I left a home, a place I grew to love, and people, with whom I shared life.  I left African heat and rain and crazy traffic, 3 hour church services in French and Hausa.  I left students, kids I loved and grew alongside.  I left family dinners every Wednesday night, girls high school Bible Study every Monday night, and prayer group every Saturday afternoon.  I left incredible coworkers and parents and neighbors who felt like parents.  I left worship-leading with Abby, the smell of dust after it rains, and French conversations with the workers at Sahel.  I left laughter and community.  My heart feels the ache of leaving.  No, no one has died.  But I still grieve the loss of these beautiful things in my life.  I still grieve.

And life moves on here in Pennsylvania.  I'm glad it does.  I'm thankful that I'm busy and I have things to do and people to see, appointments to make.  The things, the to-do list acts as a distraction in a lot of ways, hopefully in a healthy way.  I'm applying for jobs, visiting schools, seeing friends, traveling for weddings, and finally getting to those annual check-ups.
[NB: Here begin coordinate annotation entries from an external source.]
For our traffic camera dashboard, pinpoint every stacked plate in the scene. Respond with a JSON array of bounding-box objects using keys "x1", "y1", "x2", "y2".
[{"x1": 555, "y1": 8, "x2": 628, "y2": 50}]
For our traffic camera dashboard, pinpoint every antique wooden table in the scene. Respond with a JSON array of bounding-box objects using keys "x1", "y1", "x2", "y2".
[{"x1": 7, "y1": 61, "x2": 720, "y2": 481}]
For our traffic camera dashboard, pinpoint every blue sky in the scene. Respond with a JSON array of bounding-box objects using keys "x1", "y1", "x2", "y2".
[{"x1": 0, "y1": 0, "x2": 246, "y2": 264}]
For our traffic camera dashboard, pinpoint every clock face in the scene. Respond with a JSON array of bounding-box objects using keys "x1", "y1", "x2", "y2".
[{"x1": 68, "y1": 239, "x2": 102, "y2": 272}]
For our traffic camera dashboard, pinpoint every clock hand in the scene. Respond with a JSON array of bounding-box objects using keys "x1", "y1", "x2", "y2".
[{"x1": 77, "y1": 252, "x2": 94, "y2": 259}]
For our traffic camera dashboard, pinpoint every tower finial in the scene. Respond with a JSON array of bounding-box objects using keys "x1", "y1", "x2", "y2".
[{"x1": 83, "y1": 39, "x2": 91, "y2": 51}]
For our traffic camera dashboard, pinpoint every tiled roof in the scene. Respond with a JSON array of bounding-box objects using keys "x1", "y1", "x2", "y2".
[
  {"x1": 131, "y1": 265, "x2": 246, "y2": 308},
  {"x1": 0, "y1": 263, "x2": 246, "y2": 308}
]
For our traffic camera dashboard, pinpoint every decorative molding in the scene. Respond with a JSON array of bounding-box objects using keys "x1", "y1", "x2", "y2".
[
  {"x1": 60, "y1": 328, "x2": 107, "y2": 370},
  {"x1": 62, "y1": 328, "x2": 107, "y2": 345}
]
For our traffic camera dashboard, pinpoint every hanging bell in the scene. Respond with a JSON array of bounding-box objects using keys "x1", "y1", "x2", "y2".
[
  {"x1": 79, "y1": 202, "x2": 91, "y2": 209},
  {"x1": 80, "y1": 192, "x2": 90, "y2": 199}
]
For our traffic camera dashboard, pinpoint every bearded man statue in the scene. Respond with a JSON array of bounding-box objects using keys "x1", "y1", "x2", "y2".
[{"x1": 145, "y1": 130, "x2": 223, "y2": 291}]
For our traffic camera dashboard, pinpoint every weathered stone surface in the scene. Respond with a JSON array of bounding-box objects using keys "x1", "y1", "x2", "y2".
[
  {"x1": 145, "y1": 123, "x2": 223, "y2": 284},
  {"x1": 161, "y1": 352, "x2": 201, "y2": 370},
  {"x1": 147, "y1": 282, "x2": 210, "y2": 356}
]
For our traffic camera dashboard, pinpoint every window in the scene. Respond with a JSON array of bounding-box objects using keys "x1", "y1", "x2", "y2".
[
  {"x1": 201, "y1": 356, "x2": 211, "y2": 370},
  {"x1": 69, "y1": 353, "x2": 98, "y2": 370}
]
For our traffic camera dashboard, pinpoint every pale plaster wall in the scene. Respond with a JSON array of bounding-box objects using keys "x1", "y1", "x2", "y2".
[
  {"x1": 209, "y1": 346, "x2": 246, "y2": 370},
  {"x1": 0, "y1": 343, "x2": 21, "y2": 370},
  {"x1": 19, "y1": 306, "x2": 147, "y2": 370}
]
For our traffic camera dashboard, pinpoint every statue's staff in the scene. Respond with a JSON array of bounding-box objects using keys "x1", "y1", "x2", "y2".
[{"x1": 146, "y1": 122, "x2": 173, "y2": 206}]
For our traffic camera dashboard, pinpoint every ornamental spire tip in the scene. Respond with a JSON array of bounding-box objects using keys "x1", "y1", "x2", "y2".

This transition has been different than the other couple times that I've come home.  Before, I knew I would be returning to my Niger-home, to all the things familiar, the smells, the people, the school, and a clear sense of purpose.  And this time, when August 9th comes around and everyone is starting school at Sahel Academy, I will be in Pennsylvania.  And I think of my fourth graders this past year who cried when I left on the last day of school.  I think of the class I taught last year and how I spoke at their fifth grade recognition and how they will be middle schoolers and I'm missing it.  I think of how short-staffed Sahel is and how they are combing elementary classes and how they still don't have a kindergarten teacher.  I think of all the memories I made with close friends who will still be teaching at Sahel next school year and how I won't be with them this time.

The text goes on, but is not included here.